OVERALL, THE Boston mayoral candidates agree with the city’s goal to cut greenhouse gas emissions. Several have mentioned that they want to see improvement in Boston’s recycling rate, which, at 20 percent, is 10 percent lower than the national average. But to match recycling rates of 80 percent in San Francisco, 65 percent in Los Angeles, or 55.7 percent in Seattle (a city comparable to our own size), we need to go a lot further than the suggestion of John Connolly and Felix Arroyo to add more recycling bins on streets and in parks or Charlotte Golar Richie’s idea of recycling competitions.
San Francisco’s high rate of diversion of waste from landfills is partly because the city has been collecting organic waste at curbside along with regular recycling since 1996. Organic waste, which includes food scraps, yard clippings, pizza boxes, paper, and paperboard, comprises 56 percent of the waste stream nationally. Once buried in a landfill, it produces methane — a greenhouse gas that is 20 times more potent than carbon dioxide, even though it stays in the atmosphere a shorter time. Food waste in Boston comprises 20 to 25 percent of the current waste stream (not including paper and paperboard), so recycling it would put us in line with other leading cities.

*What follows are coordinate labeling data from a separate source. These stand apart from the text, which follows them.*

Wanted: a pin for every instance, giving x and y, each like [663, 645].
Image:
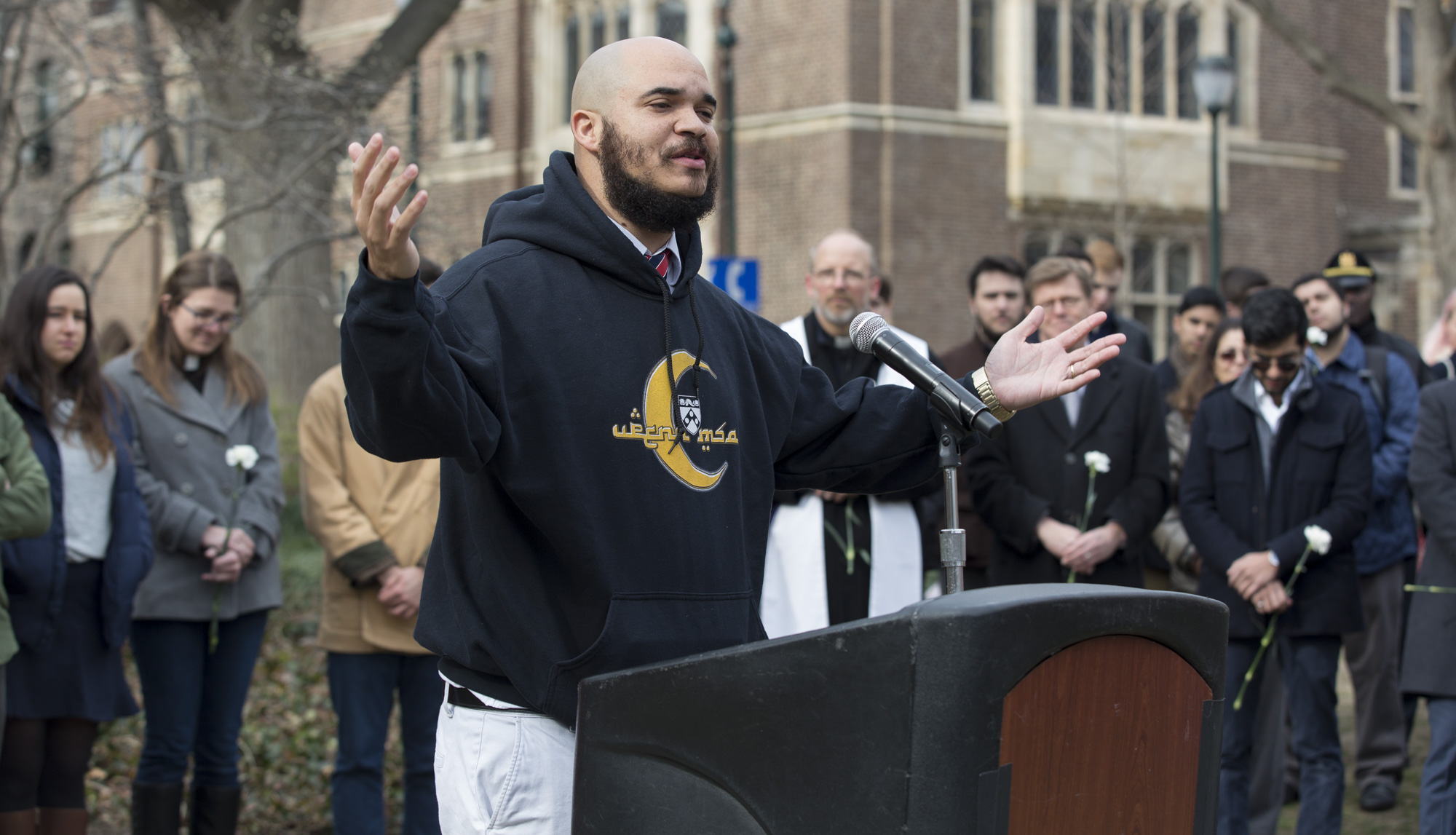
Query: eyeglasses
[1288, 364]
[225, 320]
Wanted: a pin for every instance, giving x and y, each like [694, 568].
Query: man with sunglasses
[1388, 393]
[1273, 453]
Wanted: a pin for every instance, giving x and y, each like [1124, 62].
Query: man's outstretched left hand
[1027, 373]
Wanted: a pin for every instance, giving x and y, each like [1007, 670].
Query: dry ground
[289, 734]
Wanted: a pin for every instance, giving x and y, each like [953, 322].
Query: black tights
[44, 763]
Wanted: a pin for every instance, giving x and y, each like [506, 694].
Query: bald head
[643, 125]
[842, 280]
[618, 73]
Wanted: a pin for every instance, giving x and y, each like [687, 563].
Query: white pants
[503, 772]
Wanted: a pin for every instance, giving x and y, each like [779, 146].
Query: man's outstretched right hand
[375, 201]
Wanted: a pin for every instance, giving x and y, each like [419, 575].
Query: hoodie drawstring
[668, 345]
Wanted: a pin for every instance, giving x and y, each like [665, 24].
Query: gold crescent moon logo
[657, 411]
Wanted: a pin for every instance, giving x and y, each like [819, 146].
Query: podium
[1018, 711]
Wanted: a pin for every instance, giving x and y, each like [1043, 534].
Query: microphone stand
[953, 537]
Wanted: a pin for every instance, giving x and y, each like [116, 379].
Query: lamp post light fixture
[1214, 82]
[729, 237]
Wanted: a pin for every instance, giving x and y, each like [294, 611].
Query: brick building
[943, 130]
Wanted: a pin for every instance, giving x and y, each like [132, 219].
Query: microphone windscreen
[866, 328]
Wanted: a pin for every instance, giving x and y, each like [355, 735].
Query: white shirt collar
[1275, 413]
[675, 262]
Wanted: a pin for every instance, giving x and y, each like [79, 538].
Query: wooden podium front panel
[1103, 740]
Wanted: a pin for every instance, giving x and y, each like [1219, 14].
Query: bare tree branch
[100, 173]
[1334, 76]
[289, 183]
[270, 266]
[167, 151]
[394, 51]
[117, 243]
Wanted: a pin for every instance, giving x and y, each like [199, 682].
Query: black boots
[18, 823]
[63, 821]
[215, 810]
[157, 810]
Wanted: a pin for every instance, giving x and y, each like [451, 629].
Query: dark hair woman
[196, 397]
[71, 588]
[1224, 358]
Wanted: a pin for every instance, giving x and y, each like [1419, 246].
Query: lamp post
[1214, 83]
[727, 38]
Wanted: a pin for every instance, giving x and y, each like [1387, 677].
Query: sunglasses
[1288, 364]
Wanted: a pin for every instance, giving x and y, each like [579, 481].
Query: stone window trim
[120, 149]
[1407, 166]
[981, 51]
[1403, 156]
[464, 112]
[1158, 269]
[1113, 79]
[579, 28]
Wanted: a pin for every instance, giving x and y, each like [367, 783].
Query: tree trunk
[290, 323]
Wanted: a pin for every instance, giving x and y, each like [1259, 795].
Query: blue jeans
[1308, 667]
[194, 699]
[362, 687]
[1439, 775]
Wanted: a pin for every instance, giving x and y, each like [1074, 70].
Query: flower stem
[1259, 657]
[1087, 514]
[1269, 630]
[218, 588]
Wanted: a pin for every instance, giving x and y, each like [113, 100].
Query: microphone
[873, 335]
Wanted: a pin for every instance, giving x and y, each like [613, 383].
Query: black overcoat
[1320, 475]
[1431, 668]
[1037, 467]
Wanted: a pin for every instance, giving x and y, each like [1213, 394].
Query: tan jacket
[369, 514]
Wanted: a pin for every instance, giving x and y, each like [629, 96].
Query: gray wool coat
[187, 483]
[1431, 667]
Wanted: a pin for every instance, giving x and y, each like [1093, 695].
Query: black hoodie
[576, 536]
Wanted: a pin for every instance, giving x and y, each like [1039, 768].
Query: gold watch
[984, 390]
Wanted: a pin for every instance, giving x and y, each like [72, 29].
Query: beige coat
[368, 514]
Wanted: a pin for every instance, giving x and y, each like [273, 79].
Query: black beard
[644, 204]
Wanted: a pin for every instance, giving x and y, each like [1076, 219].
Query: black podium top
[885, 725]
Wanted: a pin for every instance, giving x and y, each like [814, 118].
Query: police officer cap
[1350, 268]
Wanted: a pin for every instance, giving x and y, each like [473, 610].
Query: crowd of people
[142, 496]
[1275, 409]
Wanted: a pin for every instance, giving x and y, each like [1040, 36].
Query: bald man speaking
[611, 427]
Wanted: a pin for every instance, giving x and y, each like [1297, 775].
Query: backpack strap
[1377, 376]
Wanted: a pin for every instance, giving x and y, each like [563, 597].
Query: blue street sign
[737, 277]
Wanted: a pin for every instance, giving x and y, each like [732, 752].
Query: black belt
[462, 697]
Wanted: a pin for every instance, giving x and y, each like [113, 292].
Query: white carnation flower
[1318, 539]
[241, 456]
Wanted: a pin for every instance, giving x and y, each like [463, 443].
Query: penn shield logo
[691, 413]
[653, 427]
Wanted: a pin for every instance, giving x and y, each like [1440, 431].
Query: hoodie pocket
[650, 628]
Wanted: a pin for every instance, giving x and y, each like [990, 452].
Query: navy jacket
[1390, 534]
[36, 569]
[1320, 475]
[579, 533]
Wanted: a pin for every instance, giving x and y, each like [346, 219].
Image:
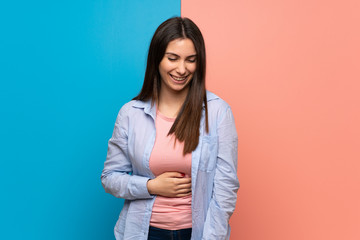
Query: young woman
[173, 152]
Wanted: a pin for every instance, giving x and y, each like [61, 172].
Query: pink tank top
[169, 213]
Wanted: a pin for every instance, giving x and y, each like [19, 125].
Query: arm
[115, 177]
[226, 184]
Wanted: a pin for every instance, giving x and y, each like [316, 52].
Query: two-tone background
[289, 69]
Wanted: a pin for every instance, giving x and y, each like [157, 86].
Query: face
[178, 65]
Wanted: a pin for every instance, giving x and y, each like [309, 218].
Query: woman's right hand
[170, 184]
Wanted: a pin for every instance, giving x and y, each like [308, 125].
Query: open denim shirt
[213, 170]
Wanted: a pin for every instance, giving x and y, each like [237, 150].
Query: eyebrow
[194, 55]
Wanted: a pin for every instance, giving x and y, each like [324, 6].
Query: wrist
[149, 186]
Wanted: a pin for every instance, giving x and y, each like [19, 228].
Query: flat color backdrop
[66, 68]
[290, 71]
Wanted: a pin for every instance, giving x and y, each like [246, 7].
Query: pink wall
[291, 72]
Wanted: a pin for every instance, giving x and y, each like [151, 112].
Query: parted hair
[186, 127]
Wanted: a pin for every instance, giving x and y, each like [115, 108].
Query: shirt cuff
[138, 187]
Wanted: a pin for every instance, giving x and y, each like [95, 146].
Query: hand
[170, 184]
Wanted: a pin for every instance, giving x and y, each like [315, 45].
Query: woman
[173, 152]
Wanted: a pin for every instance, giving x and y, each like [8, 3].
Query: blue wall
[66, 68]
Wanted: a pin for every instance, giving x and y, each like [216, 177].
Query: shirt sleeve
[226, 184]
[116, 177]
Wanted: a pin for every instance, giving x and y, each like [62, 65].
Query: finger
[174, 174]
[183, 186]
[183, 194]
[179, 181]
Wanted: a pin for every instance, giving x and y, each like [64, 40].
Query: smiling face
[178, 66]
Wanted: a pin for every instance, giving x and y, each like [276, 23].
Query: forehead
[181, 47]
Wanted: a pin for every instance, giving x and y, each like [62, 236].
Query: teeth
[179, 78]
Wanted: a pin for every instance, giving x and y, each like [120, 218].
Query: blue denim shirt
[213, 170]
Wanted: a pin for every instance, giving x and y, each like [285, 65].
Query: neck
[170, 102]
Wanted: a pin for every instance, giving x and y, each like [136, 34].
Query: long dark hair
[186, 127]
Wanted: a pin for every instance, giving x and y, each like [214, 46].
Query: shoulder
[132, 107]
[216, 104]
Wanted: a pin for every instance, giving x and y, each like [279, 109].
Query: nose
[181, 68]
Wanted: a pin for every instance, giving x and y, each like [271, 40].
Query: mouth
[179, 79]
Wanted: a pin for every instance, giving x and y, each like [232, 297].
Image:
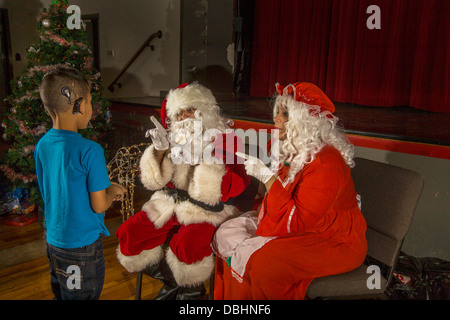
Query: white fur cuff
[159, 208]
[188, 275]
[141, 261]
[154, 176]
[207, 183]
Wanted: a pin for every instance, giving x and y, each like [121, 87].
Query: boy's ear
[77, 106]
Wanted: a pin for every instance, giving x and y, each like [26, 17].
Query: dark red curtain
[327, 42]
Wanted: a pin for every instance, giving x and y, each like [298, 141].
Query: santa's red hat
[307, 93]
[186, 96]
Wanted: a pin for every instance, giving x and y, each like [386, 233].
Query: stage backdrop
[404, 63]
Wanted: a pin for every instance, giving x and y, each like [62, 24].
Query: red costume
[309, 228]
[189, 203]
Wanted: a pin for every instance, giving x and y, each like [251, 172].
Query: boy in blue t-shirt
[75, 187]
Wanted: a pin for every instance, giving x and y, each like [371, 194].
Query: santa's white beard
[186, 139]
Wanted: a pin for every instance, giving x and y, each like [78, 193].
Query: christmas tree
[26, 121]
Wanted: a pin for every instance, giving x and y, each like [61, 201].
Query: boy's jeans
[77, 274]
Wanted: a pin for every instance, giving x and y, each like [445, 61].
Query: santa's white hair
[308, 130]
[201, 98]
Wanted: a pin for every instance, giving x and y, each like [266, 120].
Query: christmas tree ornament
[46, 23]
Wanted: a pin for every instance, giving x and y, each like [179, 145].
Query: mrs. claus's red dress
[309, 228]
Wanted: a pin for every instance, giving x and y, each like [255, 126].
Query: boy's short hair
[54, 85]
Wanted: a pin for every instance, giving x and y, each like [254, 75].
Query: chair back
[389, 195]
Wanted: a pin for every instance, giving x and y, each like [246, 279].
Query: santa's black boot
[191, 293]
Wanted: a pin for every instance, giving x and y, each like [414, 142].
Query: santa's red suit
[189, 202]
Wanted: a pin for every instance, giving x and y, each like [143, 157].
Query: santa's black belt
[182, 195]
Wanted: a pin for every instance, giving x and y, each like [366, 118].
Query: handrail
[142, 48]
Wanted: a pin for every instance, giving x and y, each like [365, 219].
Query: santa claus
[170, 238]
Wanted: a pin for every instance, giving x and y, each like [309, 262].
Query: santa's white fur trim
[206, 183]
[139, 262]
[189, 213]
[194, 95]
[182, 175]
[188, 275]
[159, 208]
[154, 176]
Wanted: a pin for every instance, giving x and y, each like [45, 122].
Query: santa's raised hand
[256, 168]
[158, 135]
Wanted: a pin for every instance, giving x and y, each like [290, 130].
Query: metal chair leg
[138, 285]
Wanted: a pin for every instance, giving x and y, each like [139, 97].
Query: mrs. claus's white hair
[307, 131]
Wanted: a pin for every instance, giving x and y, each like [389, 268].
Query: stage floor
[395, 123]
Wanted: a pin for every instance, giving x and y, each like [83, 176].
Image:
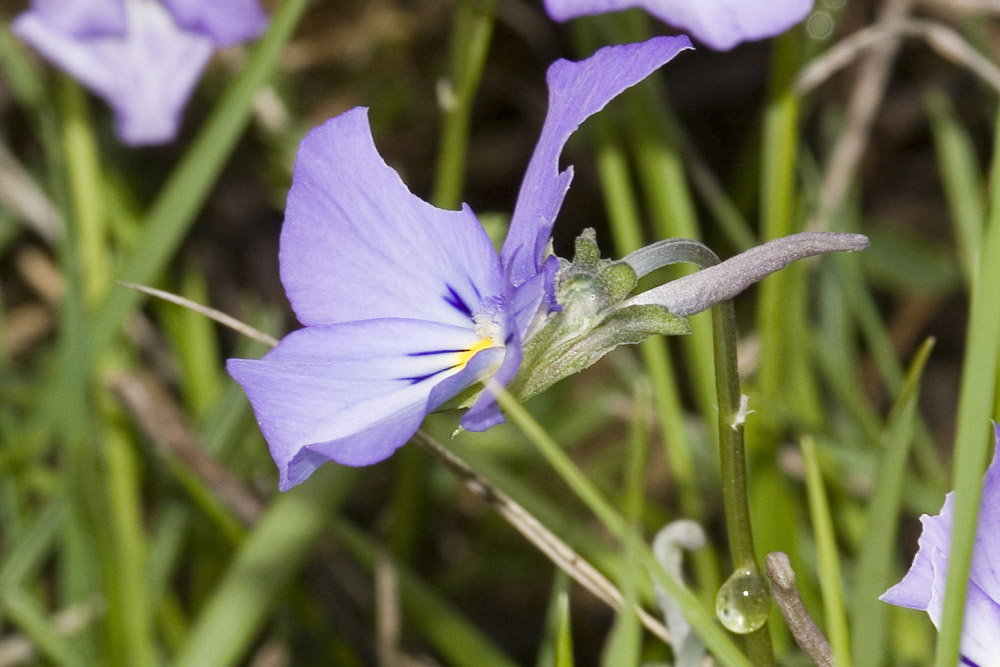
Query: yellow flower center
[465, 356]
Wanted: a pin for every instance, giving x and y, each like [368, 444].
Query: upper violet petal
[226, 22]
[82, 18]
[352, 392]
[923, 587]
[985, 567]
[721, 24]
[915, 589]
[577, 90]
[145, 75]
[356, 244]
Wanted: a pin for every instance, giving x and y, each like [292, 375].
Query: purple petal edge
[720, 24]
[577, 90]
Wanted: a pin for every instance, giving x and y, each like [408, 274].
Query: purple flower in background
[143, 57]
[923, 587]
[721, 24]
[405, 305]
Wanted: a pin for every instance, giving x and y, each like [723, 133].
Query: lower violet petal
[353, 392]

Organic waste is recycled through industrial scale composting or anaerobic digestion, the latter of which is supported by all the candidates who answered environmental questions posed by the Globe. Anaerobic digestion captures reusable biogas by breaking down bacteria in an oxygen-free environment. The resulting product, which is 60 to 70 percent methane and 30 to 40 percent carbon dioxide plus trace elements, can be used for fuel in many types of applications. Manure from agricultural sources is often used in digester projects, and organic waste from households and commercial enterprises could meet more of our region’s power needs through diverted waste materials.